JD Vance was about to say “European Commissioners,” but he stopped himself, and instead said “European Commissars.” This was no slip of the tongue. Vance clearly had in mind the commissars of the old Soviet Union, and as he was addressing, at the Munich Security Conference, a roomful of their intellectual children and heirs, his choice of words was entirely apt. Vance was there to call out these cosseted elites, who aren’t used to being called out, and the predictable rage has ensued. But the vice president’s message was prophetic.
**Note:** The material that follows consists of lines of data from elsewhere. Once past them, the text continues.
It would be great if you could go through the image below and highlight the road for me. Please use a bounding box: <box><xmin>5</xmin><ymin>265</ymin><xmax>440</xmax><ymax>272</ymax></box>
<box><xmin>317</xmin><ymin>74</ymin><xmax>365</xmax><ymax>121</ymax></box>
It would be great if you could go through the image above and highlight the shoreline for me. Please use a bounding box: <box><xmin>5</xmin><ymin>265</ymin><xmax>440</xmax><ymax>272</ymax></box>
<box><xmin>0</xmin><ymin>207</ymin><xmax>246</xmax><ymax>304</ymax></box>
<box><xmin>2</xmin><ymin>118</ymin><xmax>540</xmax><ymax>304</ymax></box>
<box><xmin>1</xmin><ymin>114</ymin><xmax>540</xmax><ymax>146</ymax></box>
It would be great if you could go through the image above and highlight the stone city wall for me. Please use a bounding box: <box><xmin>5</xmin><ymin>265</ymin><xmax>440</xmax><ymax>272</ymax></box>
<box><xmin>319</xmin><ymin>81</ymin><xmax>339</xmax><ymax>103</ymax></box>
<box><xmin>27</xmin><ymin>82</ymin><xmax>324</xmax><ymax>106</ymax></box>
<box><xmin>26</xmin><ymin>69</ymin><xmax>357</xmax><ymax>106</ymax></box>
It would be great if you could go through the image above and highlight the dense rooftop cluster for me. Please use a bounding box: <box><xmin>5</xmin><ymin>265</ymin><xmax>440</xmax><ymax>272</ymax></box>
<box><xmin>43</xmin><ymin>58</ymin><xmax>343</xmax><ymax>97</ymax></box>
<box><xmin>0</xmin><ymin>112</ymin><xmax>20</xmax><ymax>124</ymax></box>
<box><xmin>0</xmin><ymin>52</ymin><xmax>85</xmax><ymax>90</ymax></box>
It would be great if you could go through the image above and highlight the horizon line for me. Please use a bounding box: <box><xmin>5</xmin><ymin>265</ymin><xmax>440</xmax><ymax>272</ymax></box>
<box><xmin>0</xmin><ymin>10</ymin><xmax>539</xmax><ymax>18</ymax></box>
If European leaders were interested in maintaining their countries as free societies, they would heed him.

“Unfortunately, when I look at Europe today,” Vance said, “it’s sometimes not so clear what happened to some of the Cold War’s winners. I look to Brussels, where EU commissars warn citizens that they intend to shut down social media during times of civil unrest the moment they spot what they’ve judged to be, quote, ‘hateful content.’ I look to my own country, where police have carried out raids against citizens suspected of posting anti-feminist comments online as part of, quote, ‘combating misogyny on the internet, a day of action.’”

Vance continued by referring to the flashpoint for the freedom of speech today, the point at which it is most heatedly disputed: the burning of the Qur’an. “I look to Sweden,” he said, “where two weeks ago the government convicted a Christian activist for participating in Koran burnings that resulted in his friend’s murder. As the judge in his case chillingly noted, Sweden’s laws to supposedly protect free expression do not, in fact, grant, and I’m quoting, ‘a free pass to do or say anything without risking offending the group that holds that belief.’”
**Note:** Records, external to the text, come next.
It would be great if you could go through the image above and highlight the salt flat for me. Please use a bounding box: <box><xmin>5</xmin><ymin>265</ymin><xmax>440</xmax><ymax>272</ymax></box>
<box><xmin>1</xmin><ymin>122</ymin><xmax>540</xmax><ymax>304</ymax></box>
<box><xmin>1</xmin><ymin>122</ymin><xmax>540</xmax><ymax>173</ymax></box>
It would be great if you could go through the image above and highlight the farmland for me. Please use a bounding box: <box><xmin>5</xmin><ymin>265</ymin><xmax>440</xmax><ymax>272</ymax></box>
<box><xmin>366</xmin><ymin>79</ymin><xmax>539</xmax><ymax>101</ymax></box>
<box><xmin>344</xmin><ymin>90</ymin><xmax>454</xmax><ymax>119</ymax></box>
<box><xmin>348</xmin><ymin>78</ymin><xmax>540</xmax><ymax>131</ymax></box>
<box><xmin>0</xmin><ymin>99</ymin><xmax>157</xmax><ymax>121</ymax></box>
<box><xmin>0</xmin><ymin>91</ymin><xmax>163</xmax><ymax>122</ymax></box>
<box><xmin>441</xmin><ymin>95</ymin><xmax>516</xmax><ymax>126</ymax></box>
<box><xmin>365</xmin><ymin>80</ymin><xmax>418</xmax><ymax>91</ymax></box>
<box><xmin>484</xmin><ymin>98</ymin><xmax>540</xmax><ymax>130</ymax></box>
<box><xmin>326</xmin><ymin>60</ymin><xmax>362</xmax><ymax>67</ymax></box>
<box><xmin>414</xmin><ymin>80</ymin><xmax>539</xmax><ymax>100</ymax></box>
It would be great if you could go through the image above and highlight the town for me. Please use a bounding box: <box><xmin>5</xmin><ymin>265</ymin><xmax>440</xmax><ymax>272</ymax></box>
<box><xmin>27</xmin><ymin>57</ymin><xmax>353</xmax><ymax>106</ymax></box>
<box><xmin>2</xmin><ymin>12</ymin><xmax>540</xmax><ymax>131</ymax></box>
If speech can be shut down for giving offense to some group, there is no freedom of speech at all. Speech has legal protections in the first place so that tyrants cannot use the excuse of offense to shut down dissent. The freedom of speech is the indispensable foundation of any free society, and as Vance dared to point out, in Sweden, as in Europe as a whole, it is severely threatened.

The ”Christian activist” to which Vance referred was an Iraqi immigrant to Sweden named Salwan Najem. His friend who was murdered was Salwan Momika, who had burned the Qur’an several times. Momika had been scheduled to appear in a Stockholm court for the crime of inciting racial hatred by burning the Qur’an, but didn’t show up: he had been murdered for the same acts.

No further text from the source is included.